Она кормила малышку, и молчаливые слезы лились из ее давно потухших глаз, а потом сидела с ней спящей на руках, не решаясь пошевелиться, и тупо смотрела на стену с грязными и повисшими лохмотьями обоями. Почему же так вышло? Хотелось бросить все, обо всем забыть и убежать из этой тесной неубранной квартиры, спрятать голову у мамы в коленях, снова стать маленькой и не думать о том, где взять денег Чибиусе на новую обувь, ни о том, что Чиби-Чиби так плохо прибавляет в весе, и детский врач рекомендовал докармливать ее смесью, а хорошая смесь стоит так дорого…
Вот к примеру, Рей, что приходила к ней — ей точно ни о чем такой думать не приходилось сроду. Ни тогда, ни сейчас…
Усаги все-таки заставила себя встать. Переложила спящую и вздрагивающую во сне кроху в кроватку, постучалась к соседке. Было уже пять часов, и Чибиуса, наверняка, опять начнет ныть, что ее забирают последней. Но что ей делать? Хорошо, что соседка, милая девушка-студентка, оказалась дома. Она собиралась становиться учительницей, и поэтому в свободное время с удовольствием возилась с Чибиусой. Может, оттачивала на ней какие-то педагогические приемчики?
Воспользовавшись свободной минуткой, Усаги налила себе холодного чаю — у нее никогда не получалось есть нормально — и начала перебирать фотографии, что принесла ей Рей в прошлый раз. Усаги тогда в спешке заложила их в старый фотоальбом, а потом забыла. А сейчас альбом попался ей на глаза. Он был старым, в потрескавшейся обложке, с которой давно облупилась аппликация в виде зайки. Усаги забрала альбом во взрослую жизнь еще с родительского дома, а фото в нем начинались и того раньше — когда ей еще было пятнадцать. Усаги перевернула страницу. Вот здесь она, кажется, закончила восьмой класс. А здесь у нее день рождения, и мама подарила ей настоящее первое «взрослое» платье. А это…
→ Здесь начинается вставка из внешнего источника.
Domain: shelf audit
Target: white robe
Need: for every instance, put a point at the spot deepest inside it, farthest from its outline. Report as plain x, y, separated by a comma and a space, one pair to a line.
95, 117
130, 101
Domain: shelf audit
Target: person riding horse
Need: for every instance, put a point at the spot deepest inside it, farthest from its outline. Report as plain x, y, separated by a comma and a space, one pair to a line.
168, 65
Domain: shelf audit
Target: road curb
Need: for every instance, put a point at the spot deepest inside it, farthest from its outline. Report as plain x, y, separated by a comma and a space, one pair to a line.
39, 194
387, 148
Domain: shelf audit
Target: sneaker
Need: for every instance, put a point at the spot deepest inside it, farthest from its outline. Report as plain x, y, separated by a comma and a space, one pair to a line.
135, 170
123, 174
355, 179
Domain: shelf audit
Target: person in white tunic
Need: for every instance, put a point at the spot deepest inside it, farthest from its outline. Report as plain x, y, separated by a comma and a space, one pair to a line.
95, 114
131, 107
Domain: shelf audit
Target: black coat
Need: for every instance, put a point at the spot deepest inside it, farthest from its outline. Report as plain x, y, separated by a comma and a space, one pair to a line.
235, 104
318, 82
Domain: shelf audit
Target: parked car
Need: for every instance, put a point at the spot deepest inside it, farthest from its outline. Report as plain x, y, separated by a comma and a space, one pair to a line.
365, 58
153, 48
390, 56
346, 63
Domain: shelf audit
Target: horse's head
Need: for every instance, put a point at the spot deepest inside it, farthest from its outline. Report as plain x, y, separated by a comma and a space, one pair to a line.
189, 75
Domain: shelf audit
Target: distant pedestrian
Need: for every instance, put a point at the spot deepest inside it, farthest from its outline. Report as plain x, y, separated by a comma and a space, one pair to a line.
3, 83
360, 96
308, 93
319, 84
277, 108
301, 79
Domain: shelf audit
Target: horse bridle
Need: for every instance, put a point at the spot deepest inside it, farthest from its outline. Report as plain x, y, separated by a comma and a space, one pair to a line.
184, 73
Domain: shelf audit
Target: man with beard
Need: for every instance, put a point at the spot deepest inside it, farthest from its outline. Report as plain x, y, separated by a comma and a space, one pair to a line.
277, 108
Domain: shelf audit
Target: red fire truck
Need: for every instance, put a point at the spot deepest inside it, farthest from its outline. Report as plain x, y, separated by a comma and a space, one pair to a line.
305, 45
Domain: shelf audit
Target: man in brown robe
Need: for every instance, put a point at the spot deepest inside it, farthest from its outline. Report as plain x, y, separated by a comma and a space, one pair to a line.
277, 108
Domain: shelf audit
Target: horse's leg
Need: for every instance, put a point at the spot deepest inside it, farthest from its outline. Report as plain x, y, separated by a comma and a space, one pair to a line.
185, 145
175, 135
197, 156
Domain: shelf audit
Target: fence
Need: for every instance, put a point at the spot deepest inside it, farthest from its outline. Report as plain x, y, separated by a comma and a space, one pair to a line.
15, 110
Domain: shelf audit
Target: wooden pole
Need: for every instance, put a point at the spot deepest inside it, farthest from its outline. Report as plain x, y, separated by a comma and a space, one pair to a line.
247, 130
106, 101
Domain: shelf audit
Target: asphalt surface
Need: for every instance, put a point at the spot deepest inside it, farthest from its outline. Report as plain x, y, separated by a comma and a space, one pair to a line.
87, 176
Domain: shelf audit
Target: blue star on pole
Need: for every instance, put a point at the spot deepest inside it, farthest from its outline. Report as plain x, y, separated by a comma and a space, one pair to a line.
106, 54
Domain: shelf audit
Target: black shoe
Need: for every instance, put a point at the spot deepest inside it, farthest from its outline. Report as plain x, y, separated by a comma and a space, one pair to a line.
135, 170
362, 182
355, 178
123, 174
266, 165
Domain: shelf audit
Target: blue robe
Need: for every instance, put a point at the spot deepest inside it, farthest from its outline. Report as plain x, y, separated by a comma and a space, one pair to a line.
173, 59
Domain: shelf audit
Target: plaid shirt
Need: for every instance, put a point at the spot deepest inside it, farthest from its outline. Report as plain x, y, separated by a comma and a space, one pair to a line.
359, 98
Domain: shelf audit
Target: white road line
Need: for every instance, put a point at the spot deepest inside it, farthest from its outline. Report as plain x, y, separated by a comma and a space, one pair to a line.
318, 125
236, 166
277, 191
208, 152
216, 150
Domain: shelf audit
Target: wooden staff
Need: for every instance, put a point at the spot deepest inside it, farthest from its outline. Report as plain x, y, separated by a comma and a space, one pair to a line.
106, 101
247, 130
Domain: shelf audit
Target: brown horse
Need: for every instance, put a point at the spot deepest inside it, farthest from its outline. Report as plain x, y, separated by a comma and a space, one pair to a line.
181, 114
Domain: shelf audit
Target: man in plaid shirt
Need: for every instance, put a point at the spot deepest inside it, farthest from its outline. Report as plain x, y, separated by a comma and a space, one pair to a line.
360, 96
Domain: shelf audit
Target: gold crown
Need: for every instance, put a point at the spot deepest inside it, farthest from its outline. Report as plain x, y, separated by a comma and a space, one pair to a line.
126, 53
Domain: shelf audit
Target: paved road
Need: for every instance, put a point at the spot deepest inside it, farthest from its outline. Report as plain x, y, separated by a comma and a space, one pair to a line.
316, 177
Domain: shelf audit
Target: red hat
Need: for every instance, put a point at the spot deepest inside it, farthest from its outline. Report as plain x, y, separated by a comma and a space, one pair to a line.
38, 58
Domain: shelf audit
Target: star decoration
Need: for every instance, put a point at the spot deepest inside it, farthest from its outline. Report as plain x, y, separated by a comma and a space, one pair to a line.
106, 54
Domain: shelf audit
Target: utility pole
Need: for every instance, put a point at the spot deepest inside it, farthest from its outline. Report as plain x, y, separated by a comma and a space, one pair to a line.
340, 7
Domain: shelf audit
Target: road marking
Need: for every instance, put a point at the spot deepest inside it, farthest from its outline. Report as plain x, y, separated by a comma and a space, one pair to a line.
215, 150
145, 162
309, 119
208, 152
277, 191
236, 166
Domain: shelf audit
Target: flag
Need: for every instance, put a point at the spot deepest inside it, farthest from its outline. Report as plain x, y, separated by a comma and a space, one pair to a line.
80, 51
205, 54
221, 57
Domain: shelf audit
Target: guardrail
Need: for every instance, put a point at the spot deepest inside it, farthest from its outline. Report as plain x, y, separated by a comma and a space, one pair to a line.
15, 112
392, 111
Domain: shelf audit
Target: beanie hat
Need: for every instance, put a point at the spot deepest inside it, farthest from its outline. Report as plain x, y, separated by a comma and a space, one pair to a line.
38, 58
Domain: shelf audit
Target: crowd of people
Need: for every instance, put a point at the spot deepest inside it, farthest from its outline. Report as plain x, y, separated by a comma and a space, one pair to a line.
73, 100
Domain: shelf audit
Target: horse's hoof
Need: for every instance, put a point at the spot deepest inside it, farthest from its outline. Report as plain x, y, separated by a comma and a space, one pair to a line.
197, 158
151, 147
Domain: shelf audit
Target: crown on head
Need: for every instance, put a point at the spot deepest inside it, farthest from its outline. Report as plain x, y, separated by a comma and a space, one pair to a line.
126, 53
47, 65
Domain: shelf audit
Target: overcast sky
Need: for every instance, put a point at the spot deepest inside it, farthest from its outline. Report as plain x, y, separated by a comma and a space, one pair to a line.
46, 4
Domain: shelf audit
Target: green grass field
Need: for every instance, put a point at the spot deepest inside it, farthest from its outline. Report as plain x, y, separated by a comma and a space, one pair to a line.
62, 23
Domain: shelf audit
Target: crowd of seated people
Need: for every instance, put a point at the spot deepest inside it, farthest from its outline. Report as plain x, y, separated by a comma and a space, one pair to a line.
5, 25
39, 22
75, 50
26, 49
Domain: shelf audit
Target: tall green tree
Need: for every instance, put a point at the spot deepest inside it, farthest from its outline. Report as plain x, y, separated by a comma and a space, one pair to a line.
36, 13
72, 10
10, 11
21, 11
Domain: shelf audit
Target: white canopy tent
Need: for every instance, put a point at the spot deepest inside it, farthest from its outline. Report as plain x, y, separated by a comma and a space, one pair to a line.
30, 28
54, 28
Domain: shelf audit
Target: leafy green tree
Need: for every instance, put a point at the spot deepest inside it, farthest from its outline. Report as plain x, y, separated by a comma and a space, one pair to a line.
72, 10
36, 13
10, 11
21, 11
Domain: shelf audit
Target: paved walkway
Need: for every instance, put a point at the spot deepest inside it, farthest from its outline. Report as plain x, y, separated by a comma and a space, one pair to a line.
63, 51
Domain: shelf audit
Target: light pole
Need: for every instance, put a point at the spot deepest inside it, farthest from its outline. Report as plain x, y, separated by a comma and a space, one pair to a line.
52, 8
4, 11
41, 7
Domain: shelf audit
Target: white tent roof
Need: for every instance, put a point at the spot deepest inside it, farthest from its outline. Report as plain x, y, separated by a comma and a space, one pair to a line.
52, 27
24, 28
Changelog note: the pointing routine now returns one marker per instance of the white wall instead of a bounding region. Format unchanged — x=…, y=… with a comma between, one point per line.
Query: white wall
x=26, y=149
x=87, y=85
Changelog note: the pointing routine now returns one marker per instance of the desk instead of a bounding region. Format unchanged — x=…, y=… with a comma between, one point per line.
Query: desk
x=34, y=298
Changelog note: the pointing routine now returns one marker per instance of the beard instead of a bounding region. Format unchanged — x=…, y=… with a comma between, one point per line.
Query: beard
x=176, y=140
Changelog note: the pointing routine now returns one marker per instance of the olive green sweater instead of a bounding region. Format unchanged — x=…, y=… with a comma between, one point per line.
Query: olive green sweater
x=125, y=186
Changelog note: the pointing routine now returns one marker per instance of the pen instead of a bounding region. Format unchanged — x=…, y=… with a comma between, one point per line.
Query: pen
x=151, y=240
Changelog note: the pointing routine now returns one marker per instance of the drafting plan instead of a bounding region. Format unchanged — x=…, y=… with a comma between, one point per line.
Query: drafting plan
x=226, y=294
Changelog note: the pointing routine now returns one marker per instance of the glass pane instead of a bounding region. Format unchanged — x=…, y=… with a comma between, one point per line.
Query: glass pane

Усаги осторожно вытащила снимок из прозрачного кармашка. Старый снимок. Пять девочек, она сама стоит и улыбается в центре. Над их головами безоблачное небо, на всех лицах — озорные, открытые улыбки. Жизнь еще вся впереди и мир прекрасен — они все начинающие актрисы и певицы, что прошли многотысячный кастинг на роли в мюзикле по популярнейшей манге «Прекрасная воительница Сейлор-Мун». И у нее, у Усаги Цукино главная роль. Чудесное время, полное репетиций, поездок, выступлений… На два года они стали теми, кого однажды придумала Наоко, и они действительно появились на земле, воины в матросках… Слава, поклонники. И самые лучшие в мире подруги.
Подруги… Ее подруги.
Усаги усмехнулась горько, отвела с лица упавшую прядь волос, отложила снимок в сторону. Взяла еще один. Здесь только девочки, она сама сфотографировала их во время одних из первых гастролей. Как же она давно их всех не видела! Вот оно — самое настоящее счастье, они рядом, словно ожившие героини знаменитой манги, они воплотились, жили жизнью своих героинь. И никто еще не знает, что же их ждет…
Чаще всех, конечно, они видятся с Рей — она заезжает к ней раз в месяц — полтора. Они и тогда были очень близки. Усаги радуется каждой встрече и ждет ее с замиранием сердца, а после ухода понимает, что завидует бывшей Сейлор-Марс. Рей катается, как сыр в масле, устрицы, икра, выпивка… в выходные может слетать на любое море Земли, еще бы, у ее мужа свой собственный самолет. А одежда… а сумочка… Разве ей в голову приходит думать, где взять новую коляску, что опять заканчивается детская кашка, а руки испорчены бесконечными стирками? И сын ее, как маленький принц маленькой семейной империи, наверняка накормлен не рисом и бобами, а всяческими деликатесами и каждая его вещь стоит столько, сколько Усаги тратит на все про все за весь месяц. Он ровесник ее Чибиусы.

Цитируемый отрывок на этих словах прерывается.